The Meissners brought their message to Chattanooga on Sunday, along with a number of vendors and speakers. More than 2,000 people gathered in the Chattanooga Convention Center to listen to lectures and presentations, talk with the Meissners and see what the vendors had to offer.
Their visions of emergency ranged from natural events to terror attacks. The keynote speaker, retired U.S. Rep. Roscoe Bartlett, R-Md., said after his talk that unleashing an electromagnetic pulse to wipe out everything electronic "would end life as we know it."
Craig Meissner, Nick's father, said 80 percent of the nation's population lives in about 200 cities.
In a disaster, they would be helpless, he said. "Our basic goal is to encourage people to move out of the city into the country," he said.
He urges people to develop their own independent water, food and heat supplies, and that they make these sustainable.

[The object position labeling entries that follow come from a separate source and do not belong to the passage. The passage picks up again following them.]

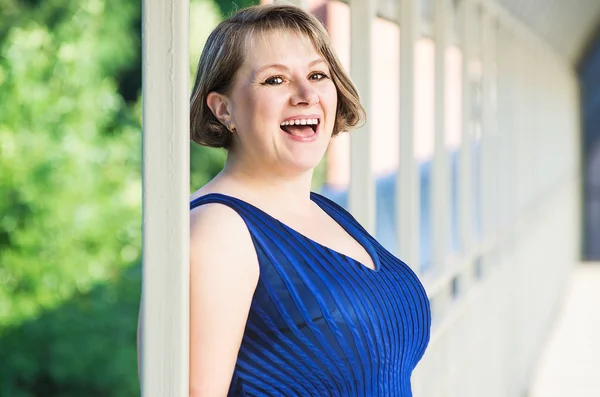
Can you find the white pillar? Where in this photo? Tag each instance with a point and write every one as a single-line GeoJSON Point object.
{"type": "Point", "coordinates": [407, 182]}
{"type": "Point", "coordinates": [166, 188]}
{"type": "Point", "coordinates": [465, 197]}
{"type": "Point", "coordinates": [361, 194]}
{"type": "Point", "coordinates": [440, 192]}
{"type": "Point", "coordinates": [488, 120]}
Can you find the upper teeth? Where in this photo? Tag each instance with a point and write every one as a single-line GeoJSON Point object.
{"type": "Point", "coordinates": [301, 122]}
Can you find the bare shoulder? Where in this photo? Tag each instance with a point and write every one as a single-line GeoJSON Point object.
{"type": "Point", "coordinates": [224, 274]}
{"type": "Point", "coordinates": [219, 235]}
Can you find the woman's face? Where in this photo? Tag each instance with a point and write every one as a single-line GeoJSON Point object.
{"type": "Point", "coordinates": [283, 104]}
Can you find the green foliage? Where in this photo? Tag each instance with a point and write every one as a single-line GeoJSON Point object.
{"type": "Point", "coordinates": [70, 212]}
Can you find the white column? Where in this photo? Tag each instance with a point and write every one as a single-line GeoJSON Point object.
{"type": "Point", "coordinates": [407, 183]}
{"type": "Point", "coordinates": [165, 290]}
{"type": "Point", "coordinates": [488, 139]}
{"type": "Point", "coordinates": [361, 195]}
{"type": "Point", "coordinates": [465, 197]}
{"type": "Point", "coordinates": [440, 191]}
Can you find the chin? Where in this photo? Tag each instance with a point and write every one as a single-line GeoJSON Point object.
{"type": "Point", "coordinates": [303, 164]}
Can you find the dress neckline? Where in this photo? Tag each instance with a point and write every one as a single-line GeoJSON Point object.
{"type": "Point", "coordinates": [347, 225]}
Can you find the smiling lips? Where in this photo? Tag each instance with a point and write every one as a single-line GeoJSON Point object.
{"type": "Point", "coordinates": [302, 127]}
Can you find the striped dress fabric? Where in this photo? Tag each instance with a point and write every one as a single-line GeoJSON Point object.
{"type": "Point", "coordinates": [322, 323]}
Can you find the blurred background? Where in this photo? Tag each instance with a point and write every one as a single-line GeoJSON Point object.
{"type": "Point", "coordinates": [521, 124]}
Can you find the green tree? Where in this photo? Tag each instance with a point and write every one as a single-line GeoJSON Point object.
{"type": "Point", "coordinates": [71, 198]}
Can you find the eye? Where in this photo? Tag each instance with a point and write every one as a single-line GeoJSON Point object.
{"type": "Point", "coordinates": [317, 76]}
{"type": "Point", "coordinates": [275, 80]}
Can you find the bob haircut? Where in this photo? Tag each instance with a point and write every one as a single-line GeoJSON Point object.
{"type": "Point", "coordinates": [223, 55]}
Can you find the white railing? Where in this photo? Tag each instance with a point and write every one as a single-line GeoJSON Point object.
{"type": "Point", "coordinates": [493, 303]}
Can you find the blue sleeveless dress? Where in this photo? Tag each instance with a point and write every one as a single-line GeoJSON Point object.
{"type": "Point", "coordinates": [322, 323]}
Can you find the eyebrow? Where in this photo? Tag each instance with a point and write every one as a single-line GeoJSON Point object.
{"type": "Point", "coordinates": [283, 67]}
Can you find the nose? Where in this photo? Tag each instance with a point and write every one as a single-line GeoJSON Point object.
{"type": "Point", "coordinates": [304, 94]}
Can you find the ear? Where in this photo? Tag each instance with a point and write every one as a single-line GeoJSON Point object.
{"type": "Point", "coordinates": [220, 105]}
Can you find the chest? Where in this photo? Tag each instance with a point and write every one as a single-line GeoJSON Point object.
{"type": "Point", "coordinates": [323, 230]}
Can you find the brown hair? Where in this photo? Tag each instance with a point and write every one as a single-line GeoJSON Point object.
{"type": "Point", "coordinates": [223, 55]}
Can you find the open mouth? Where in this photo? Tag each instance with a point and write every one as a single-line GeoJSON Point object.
{"type": "Point", "coordinates": [303, 128]}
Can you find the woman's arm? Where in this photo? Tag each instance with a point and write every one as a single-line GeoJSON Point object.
{"type": "Point", "coordinates": [223, 276]}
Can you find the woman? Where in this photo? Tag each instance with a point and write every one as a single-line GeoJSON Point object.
{"type": "Point", "coordinates": [290, 296]}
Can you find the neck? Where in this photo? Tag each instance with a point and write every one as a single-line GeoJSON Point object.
{"type": "Point", "coordinates": [284, 191]}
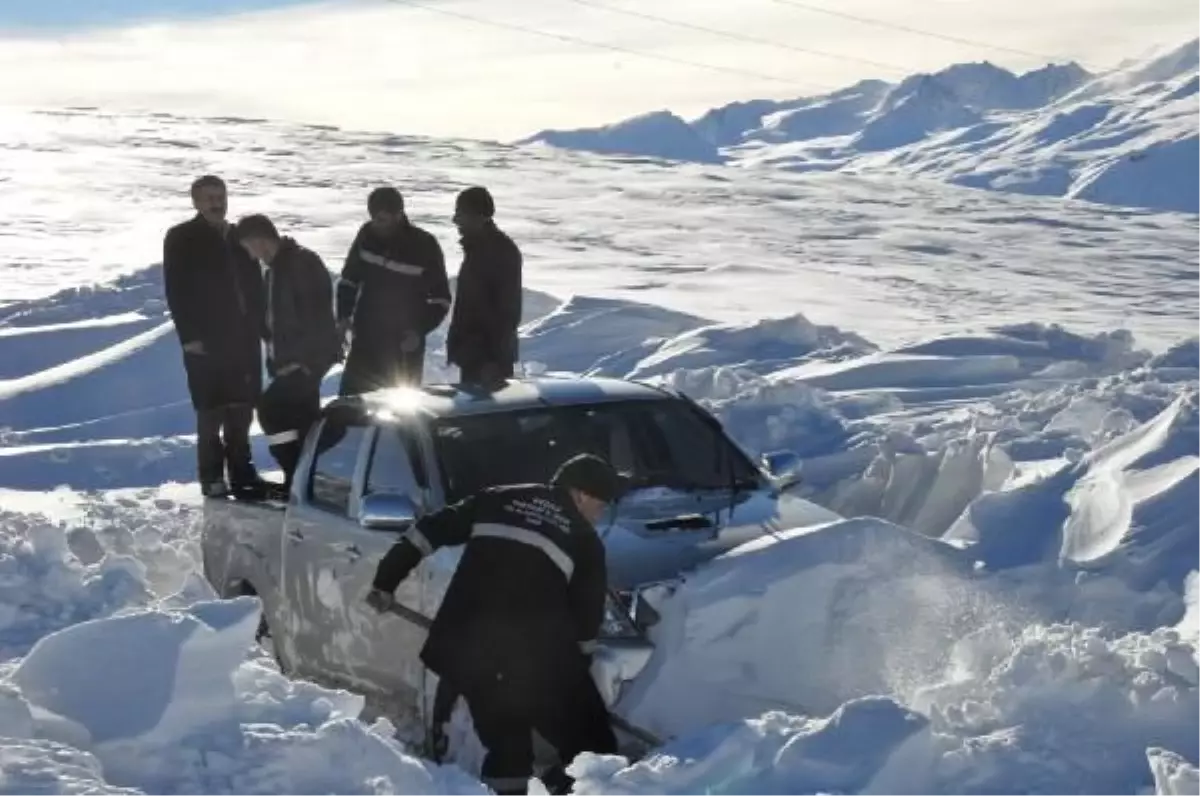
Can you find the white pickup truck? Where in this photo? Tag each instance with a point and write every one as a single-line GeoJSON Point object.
{"type": "Point", "coordinates": [375, 462]}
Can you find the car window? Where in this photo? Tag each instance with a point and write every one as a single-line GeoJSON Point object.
{"type": "Point", "coordinates": [333, 473]}
{"type": "Point", "coordinates": [395, 464]}
{"type": "Point", "coordinates": [655, 443]}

"If this emergency goes longer than your supplies last, but you grow a garden, you'll be a lot better off," he said.
Bonnie Mattheus, representing her Collegedale-based nutritional supplement company Bon Herbals, said preparedness has always been very important in her life. "I grew up in the Cuban missile crisis in D.C.," she said. "Everybody was getting ready for the worst. It doesn't hurt to stay prepared permanently. Maybe it's not a missile, but maybe it's a tornado or something."
But for some, preparedness is about more than just security. It's a lifestyle.
"We believe that there's great value in an agrarian lifestyle," said Bob Gregory, owner of Berea Gardens in Minnora, W.Va. "We've drifted away from a connection to the land."
Along with his farm, Gregory operates a training center to teach people how to grow their own food and even how to market it to the community. He said the center was created to help families who are tired of urban existence and wanted a more self-sufficient lifestyle.
"We're trying to help prepare people with the skills that they need," he said.
Tom and Gina Lapan, from Landrum, S.C., are working toward an independent lifestyle. They produce about 50 percent of all their food. "We just want to be self-sufficient," said Gina Lapan. "We want to become less reliant and learn to grow our own vegetables and be more healthy."
She said she and her husband had met the Meissner family at a lecture and came to the expo to learn more about sustainable preparedness.
Craig Meissner said it's not just about independence, though. It's about charity.
"Our goal is to be in a position where we can help others. How can you help others with a bowl of soup if you're in the soup line yourself?"